Ce fut au tour de Kalax d’accuser le coup. Il sentit les flammes de ses orbites vaciller malgré sa volonté de n’en rien laisser paraître.

— Je vois, dit-il d’un ton neutre. À présent, je voudrais m’entretenir avec mon Messager et mon Intendant. En privé.

Ses yeux entièrement bleus lançant des éclairs, Freyja s’inclina avec raideur et quitta le Hall, suivie du regard par les trois Mécanoïdes. Se tournant alors vers Kexek et Ailikx, le Rouage demanda :

— Quelle était la cause de votre dispute, juste avant la secousse de notre Mère planète ?

— Nous cherchions à soutirer des informations à Freyja, répondit le premier.

— Au sujet de cette jeune Imparfaite dont tous les Hommes du Nord parlent, renchérit le second.

— Nous discutions à bâtons rompus avec elle quand elle nous a demandé des détails sur nos armes. Nous avons voulu savoir pourquoi elle cherchait à en savoir plus là-dessus : elle a évoqué que cette… Gudrun avait rapporté un marteau d’une facture inconnue et elle se demandait s’il pouvait y avoir des points communs entre cet artefact et notre propre art de la forge.

— Seulement, quand nous avons voulu en savoir davantage par prudence, elle est devenue évasive. Nous avons fait valoir que nous ne pouvions guère l’aider si elle ne nous décrivait pas plus précisément cette arme. Elle s’est alors énervée, arguant qu’elle aurait mieux fait de ne pas nous en parler.

— Et dès lors, elle n’a plus voulu entendre aucun de nos arguments.

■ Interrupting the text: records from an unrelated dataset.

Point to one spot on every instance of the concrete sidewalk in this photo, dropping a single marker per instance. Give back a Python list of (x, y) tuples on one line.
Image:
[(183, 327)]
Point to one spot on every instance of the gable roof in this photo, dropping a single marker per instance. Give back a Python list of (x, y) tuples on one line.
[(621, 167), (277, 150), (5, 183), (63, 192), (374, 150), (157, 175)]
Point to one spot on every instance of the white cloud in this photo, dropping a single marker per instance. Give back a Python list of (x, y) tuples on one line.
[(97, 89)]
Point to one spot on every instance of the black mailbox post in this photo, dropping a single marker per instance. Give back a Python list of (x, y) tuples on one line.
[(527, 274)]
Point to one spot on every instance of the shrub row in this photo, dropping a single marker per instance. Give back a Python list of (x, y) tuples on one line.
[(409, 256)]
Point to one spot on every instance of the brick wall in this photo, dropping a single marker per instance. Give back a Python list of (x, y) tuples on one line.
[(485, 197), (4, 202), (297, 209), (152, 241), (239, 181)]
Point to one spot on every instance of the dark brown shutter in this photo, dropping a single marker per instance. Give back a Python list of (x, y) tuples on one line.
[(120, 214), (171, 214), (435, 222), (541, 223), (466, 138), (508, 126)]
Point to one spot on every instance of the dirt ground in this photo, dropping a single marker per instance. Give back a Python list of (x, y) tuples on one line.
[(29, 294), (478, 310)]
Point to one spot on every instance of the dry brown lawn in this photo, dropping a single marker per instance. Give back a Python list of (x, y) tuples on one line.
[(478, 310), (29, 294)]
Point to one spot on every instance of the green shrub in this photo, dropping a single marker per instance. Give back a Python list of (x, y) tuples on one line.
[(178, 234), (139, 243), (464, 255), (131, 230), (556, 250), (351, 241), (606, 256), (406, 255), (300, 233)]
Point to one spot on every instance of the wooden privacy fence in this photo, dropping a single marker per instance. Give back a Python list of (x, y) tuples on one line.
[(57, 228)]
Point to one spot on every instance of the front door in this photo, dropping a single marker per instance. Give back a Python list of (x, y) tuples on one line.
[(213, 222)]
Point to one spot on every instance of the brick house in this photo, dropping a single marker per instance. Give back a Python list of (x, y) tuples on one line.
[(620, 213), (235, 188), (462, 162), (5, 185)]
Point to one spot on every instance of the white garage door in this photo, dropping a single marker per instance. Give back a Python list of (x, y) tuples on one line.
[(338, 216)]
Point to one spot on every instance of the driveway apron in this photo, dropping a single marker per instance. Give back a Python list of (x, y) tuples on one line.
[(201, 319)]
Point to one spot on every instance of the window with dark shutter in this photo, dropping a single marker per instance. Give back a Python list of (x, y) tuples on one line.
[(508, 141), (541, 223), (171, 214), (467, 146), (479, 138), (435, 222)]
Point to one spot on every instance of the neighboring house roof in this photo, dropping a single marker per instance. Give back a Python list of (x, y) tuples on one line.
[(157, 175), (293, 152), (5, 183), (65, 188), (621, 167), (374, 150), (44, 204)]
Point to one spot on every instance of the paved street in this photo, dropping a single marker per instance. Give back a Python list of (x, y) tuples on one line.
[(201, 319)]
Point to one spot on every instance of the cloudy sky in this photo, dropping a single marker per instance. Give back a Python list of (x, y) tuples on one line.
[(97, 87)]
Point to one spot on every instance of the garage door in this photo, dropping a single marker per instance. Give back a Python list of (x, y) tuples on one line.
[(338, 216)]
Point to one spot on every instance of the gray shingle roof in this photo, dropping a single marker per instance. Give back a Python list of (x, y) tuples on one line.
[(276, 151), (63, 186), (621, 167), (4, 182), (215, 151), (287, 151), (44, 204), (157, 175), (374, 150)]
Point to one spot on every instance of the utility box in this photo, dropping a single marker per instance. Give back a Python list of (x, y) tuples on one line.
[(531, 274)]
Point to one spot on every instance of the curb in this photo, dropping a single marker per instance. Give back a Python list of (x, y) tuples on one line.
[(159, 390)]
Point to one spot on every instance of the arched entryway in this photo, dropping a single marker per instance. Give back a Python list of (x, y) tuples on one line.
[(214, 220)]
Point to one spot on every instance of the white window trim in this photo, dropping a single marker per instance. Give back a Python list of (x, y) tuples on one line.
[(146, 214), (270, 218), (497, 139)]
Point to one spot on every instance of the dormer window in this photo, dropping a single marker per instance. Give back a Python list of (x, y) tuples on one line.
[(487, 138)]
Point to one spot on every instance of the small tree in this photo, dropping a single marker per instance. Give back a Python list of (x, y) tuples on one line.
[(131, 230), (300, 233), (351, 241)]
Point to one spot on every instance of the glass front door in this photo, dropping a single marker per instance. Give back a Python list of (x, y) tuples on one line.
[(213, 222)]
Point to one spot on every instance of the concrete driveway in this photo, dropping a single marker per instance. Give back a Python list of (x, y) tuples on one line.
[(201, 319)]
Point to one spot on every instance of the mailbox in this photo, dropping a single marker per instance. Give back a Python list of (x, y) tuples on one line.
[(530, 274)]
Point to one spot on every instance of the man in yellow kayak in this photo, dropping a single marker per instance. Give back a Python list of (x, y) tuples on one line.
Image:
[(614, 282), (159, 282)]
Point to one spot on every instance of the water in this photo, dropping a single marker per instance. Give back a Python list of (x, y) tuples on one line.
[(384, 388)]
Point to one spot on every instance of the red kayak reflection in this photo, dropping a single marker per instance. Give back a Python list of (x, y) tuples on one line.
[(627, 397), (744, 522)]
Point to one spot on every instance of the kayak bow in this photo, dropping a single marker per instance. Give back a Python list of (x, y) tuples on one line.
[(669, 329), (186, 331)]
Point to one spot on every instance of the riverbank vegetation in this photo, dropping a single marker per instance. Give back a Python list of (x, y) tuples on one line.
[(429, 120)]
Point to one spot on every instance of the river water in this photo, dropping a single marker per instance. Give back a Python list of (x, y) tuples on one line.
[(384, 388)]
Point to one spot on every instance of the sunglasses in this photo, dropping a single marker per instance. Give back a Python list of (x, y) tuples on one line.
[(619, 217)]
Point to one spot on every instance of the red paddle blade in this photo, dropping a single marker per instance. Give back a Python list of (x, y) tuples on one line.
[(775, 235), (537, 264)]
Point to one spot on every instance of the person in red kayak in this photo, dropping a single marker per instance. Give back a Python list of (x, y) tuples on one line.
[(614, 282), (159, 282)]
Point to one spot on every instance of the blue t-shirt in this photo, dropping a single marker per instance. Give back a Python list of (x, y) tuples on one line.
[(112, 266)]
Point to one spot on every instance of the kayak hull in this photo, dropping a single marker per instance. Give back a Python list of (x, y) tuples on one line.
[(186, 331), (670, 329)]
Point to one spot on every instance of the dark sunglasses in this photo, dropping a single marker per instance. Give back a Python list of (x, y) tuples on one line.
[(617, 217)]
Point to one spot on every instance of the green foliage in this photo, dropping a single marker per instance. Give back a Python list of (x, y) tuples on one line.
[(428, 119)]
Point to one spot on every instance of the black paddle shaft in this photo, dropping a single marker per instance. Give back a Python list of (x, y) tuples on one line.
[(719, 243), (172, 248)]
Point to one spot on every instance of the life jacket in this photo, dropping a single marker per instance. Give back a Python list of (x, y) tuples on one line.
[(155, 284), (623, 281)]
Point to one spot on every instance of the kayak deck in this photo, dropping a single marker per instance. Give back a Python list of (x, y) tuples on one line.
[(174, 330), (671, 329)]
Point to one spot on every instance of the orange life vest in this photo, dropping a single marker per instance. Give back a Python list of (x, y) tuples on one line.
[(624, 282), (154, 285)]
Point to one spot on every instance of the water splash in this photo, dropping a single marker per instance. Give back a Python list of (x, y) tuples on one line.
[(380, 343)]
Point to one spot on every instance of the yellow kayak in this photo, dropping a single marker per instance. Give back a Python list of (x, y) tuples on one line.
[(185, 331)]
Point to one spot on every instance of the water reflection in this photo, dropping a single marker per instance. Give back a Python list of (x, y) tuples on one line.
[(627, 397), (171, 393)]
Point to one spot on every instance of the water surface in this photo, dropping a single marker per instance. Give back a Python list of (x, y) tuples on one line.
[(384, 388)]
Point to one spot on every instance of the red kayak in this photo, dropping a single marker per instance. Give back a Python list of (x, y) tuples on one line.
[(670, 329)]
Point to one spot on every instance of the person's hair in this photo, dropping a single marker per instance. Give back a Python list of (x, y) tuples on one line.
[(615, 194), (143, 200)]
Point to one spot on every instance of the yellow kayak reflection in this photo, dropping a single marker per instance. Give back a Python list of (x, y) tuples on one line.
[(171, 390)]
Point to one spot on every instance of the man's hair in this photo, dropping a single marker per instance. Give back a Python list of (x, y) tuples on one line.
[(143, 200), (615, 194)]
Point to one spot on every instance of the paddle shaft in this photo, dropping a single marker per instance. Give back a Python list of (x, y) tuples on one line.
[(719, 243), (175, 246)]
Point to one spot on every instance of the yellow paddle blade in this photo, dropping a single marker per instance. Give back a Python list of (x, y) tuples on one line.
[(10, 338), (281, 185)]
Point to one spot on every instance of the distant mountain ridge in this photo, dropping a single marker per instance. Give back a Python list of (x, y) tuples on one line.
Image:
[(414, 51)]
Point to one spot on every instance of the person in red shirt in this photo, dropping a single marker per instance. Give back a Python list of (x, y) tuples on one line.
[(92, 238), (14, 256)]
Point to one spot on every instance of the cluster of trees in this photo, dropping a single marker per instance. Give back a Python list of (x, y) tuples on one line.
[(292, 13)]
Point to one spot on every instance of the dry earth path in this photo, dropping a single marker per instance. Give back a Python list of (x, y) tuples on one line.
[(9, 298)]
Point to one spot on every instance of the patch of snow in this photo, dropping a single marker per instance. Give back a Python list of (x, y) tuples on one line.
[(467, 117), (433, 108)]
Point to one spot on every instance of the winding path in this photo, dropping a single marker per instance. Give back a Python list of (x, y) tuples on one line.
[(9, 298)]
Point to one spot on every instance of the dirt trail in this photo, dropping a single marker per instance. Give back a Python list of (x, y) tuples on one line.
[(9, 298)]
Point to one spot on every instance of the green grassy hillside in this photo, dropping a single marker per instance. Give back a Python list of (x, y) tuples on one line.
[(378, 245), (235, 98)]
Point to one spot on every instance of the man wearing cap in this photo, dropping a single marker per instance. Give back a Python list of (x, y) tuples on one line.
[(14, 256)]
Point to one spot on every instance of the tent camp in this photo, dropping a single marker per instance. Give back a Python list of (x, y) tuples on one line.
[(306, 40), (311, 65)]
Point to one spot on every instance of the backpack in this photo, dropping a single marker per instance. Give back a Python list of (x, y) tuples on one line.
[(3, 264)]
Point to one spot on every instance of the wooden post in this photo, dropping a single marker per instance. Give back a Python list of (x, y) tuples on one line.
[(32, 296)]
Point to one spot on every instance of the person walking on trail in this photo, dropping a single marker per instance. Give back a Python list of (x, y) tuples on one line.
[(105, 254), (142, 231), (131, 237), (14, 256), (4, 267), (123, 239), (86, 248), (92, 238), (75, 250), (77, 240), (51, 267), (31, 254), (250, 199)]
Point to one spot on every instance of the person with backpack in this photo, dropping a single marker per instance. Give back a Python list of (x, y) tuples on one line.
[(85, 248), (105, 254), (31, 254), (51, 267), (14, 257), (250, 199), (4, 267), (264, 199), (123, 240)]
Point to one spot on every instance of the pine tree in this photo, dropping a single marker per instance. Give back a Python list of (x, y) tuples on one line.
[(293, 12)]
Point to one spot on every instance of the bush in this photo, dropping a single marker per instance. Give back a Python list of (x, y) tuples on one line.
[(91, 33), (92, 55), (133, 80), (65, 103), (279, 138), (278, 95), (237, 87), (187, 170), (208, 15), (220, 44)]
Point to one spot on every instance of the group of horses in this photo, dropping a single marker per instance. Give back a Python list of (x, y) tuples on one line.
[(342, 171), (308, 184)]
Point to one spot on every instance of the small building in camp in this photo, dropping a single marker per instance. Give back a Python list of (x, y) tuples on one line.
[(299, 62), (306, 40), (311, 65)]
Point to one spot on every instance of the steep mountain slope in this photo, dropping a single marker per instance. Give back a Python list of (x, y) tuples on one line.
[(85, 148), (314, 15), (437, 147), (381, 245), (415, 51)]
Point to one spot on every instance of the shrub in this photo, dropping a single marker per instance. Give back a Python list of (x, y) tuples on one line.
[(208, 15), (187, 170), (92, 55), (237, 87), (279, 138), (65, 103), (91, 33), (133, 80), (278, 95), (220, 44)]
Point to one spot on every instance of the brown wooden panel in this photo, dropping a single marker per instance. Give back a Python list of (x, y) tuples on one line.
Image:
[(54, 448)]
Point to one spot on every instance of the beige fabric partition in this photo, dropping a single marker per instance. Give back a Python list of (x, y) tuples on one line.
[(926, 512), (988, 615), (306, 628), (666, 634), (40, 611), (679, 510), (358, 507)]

Pourtant, ils étaient imparables.

Les flammes oculaires de Kalax baissèrent d’intensité, signe qu’il réfléchissait. Enfin, il reprit :

— Cela arrive : les Imparfaits sont imprévisibles à cause de leurs émotions, quelle que soit leur espèce. Merci à tous deux pour ces informations. Une dernière chose : ne lui parlez plus de cette arme. Son éclat de colère révèle qu’elle regrette de vous en avoir parlé. Une hypothèse évidente s’offre à nous : elle n’a pas le droit d’en parler.

— C’est compris, Rouage.

— Ah, et Ailikx, j’ai besoin de toi et de ta Macopod. Envoie un message à Ixaq pour s’enquérir de la santé de Mécanâme. Les secousses sont rares et au vu de l’invasion lavique que nous avions repérés avant de quitter nos tunnels, je voudrais m’assurer que ces parasites ne sont pas à l’origine des hoquets de notre planète.

Le Messager inclina la tête en signe d’assentiment et se dirigea vers l’escalier pour aller chercher la machine de transmission pendant que Kexek prenait congé.

Une fois seul, Kalax s’autorisa à ressentir de la satisfaction : en dépit des émotions qui le déstabilisaient de plus en plus souvent, il était parvenu à paraître aussi insensible et pragmatique que n’importe quel parfait Mécanoïde tout au long de la discussion. Son cas n’était peut-être pas désespéré, en fin de compte.